Bu aralar en çok sığınmacılarla ilgili filmler çekiliyor. Göçmenlerin, sığınmacılardan şöyle bir farkı var: Göçme işini başarıyla tamamlayıp geride bırakmış olanlara göçmen diyoruz. Sığınmacılar henüz sınırı geçmeye çalışıyorlar. Kaçak bir şekilde yasadışı yollarla sınırı geçmeye çalışıyorlar. Henüz toplumsal bir kategori olma sürecinin başındalar. Sığınmacının uyum sorunu hakkında konuşabilir miyiz? Geçiş aşamasında yani kelimenin tam anlamıyla sınırı geçiş aşamasındalar. Bir sınırdan diğer sınıra geçiş aşamasında olan bir gruptan bahsediyoruz. Bu çok kırılgan bir grup, görebildiğim kadarıyla filmlerin derdi en çok bu trajediler gibi gözüküyor. Bahsettiğiniz İslamofobi ve yabancı düşmanlığı filmlerde ortaya çıkar mı? Bunun için sanat sineması yerine ana akım sinemaya, televizyon dizilerine bakmak lazım.
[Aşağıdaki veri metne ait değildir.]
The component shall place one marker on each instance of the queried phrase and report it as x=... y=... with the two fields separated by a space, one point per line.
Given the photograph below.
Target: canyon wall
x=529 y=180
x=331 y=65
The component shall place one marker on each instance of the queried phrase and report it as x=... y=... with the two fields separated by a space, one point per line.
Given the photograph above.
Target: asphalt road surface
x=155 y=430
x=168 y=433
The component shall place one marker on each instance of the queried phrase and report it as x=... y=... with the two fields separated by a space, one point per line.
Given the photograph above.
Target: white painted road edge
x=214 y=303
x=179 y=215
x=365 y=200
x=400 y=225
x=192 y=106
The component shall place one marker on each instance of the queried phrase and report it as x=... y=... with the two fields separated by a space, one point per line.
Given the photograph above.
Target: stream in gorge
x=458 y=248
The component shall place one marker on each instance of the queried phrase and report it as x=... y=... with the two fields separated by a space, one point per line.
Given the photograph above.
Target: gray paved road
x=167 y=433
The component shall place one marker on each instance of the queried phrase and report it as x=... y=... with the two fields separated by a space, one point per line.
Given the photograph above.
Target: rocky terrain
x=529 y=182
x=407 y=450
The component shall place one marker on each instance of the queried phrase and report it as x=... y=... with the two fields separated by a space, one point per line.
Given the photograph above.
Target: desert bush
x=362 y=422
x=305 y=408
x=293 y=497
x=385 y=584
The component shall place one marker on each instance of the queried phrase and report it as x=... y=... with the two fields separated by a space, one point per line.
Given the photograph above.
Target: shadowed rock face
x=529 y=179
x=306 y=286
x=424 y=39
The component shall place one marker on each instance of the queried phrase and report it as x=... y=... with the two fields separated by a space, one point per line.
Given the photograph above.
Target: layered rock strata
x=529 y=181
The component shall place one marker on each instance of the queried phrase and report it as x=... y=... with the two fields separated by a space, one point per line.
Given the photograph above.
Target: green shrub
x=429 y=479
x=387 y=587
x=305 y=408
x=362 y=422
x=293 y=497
- Dilerseniz biraz da Yeni Türkiye sineması üzerine konuşalım. 1990'lı ve 2000'li yıllar Türkiye sinemasında ana eğilimin "bastırılanın geri dönüşü" olarak tanımlanır ve bu dönemde Türkiye sinemasında daha önce pek işlenmemiş birçok konunun işlenmeye başlandığından bahsedilir. Siz genel olarak bu dönemi nasıl tanımlarsınız?
1990'lı yıllarda bu tip konularda utangaç çabalar vardı diyebiliriz. Onların çok daha güçlüsü 80 öncesi Yeşilçam'da Yılmaz Güney sinemasında vardı mesela. 1990'lı yıllar o anlamda bence dönüştürücü, devrimci olmadı. 2000'li yıllardan sonra belki bahsettiğiniz "bastırılanın geri dönüşü" gibi bir durum yaşandı. Bu dönemde çekilen filmlerin bazılarında Kürt sorunu, azınlık sorunu gibi konular gündeme gelmeye başladı. O da bu konuda birden bire aydınlandığımız için değil, bütün dünyada kimlik politikasının öne çıkmasıyla ve sınıf sorunun politik arenadan dışlanmasıyla mümkün oldu.
- Türkiye sineması 1990'lı yıllarda yaşanan olayları anlatabildi mi, yüzleşebildi mi? Bu olayların anlatısını politik sinema çerçevesinde kurabildi mi sizce?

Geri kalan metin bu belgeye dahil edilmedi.